Statistical Process Control also determined the control limits through the utilization of all the models in the control set and then evaluated every model to the control limits. Any sample that fell outside the control limit was done away with from the calculation and the statistical process control would reevaluate the control limits using the other models. The procedure would go on until all the models were within the control limits or to such a moment that nearly half of the models were removed from the calculation. The anomalous sample points were removed and disregarded in the control limit evaluation.
According to Yu (2007), seasonal factors were connected to given durations of time marked by a given activity. In other words, these factors were short-term behaviors within the anticipated data as a result of a given duration of time. Even though the implementation process of minimizing the time taken to get ready for class took place during the first week, a seasonal factor pushed a data point out of the control limits.
The general temperature was the seasonal aspect that negatively affected the overall time taken to get ready for the classes. The classroom and outside temperatures dictated the type of clothing worn by the student. On warm days the student chose to wear shorts and as a result reduced the time taken to get ready for the classes as compared to the cold days.

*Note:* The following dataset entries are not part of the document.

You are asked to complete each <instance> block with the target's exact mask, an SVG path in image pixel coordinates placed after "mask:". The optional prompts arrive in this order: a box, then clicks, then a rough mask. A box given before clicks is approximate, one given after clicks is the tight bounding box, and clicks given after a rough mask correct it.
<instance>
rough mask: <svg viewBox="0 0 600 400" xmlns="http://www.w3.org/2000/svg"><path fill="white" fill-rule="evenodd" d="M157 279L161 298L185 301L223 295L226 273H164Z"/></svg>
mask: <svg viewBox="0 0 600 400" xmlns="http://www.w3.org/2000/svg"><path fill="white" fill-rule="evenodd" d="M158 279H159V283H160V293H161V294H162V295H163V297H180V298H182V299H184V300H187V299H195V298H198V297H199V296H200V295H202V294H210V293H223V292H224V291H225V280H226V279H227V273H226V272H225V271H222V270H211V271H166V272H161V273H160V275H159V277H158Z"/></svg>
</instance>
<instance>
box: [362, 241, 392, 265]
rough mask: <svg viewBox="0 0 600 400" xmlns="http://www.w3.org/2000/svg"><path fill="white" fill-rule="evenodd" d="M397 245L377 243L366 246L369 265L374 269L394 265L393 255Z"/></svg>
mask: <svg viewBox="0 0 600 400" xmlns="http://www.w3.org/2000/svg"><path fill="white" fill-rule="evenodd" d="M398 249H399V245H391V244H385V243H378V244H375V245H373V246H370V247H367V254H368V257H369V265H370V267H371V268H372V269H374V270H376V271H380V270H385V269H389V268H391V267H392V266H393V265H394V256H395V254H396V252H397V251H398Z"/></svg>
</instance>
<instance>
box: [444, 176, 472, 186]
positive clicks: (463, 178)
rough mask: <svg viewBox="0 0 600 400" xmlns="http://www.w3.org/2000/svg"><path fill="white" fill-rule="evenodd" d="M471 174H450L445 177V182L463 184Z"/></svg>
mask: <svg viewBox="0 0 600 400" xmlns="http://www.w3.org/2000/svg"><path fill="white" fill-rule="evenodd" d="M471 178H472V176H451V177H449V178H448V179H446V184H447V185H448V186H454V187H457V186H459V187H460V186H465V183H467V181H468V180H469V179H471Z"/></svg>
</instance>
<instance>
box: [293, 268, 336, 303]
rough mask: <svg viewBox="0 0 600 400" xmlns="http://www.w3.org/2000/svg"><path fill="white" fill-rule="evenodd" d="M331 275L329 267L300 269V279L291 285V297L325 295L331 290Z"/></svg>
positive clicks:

Morris & Ha (2002) noted that uncertainty was an assessable approximation of error that was found in all process performance data gathered. Computing the confidence interval was a tactic that was mainly applied in the removal of uncertainty. The confidence interval was also used in obtaining the approximated scope of values around the mean to articulate how exact the evaluation was. Confidence intervals presented three main factors applied in the computation, thus, the standard error, the mean, and the z value. The assurance level determined the amount of confidence interval.
A confidence interval of 99% would be very narrow in comparison to a 95% interval that depicted a larger confidence level. The overall number of the data points is considered an essential factor for the computation of the confidence intervals. Fewer data points would result in a wide range thereby resulting in difficulty in identifying the exactness, that is, a larger number of data points narrowed the range thereby making the data collected more important.
In conclusion, I would like to note that every given process comprises routine steps with the objective of finishing a given task. Throughout the first week, getting ready for the classes each morning, in a timely way was such a demanding process that the improvement plan wanted to utilize minimal time carrying out. Data gathered on a daily basis and analyzed at the end of the third week depicted a bottleneck that was in existence within the process.
In spite of this, the application of Goldratt’s theory of constraints overcame the difficulties that were present in the process, and the process enhancement process began. As a result, the paper utilized statistical process control to explain the control limits, seasonal factors that affected the data gathered, and the confidence intervals and their importance based on the number of data points using the data gathered from the first week.
Kanji, P. G., & Arif, H. O. (2010). Statistical Process Control. Friendswood, Texas: Wisdom House.
Morris, R. K., & Ha, W. T. (2002). The Book of Statistical Process Contro. Orland Park, Illinois: American Technical Publishers Limited.
Yu, L. (2007). A Statistical Process Control Approach to Cycle Counting for Retail Environments. Ann Arbor, Michigan: ProQuest,.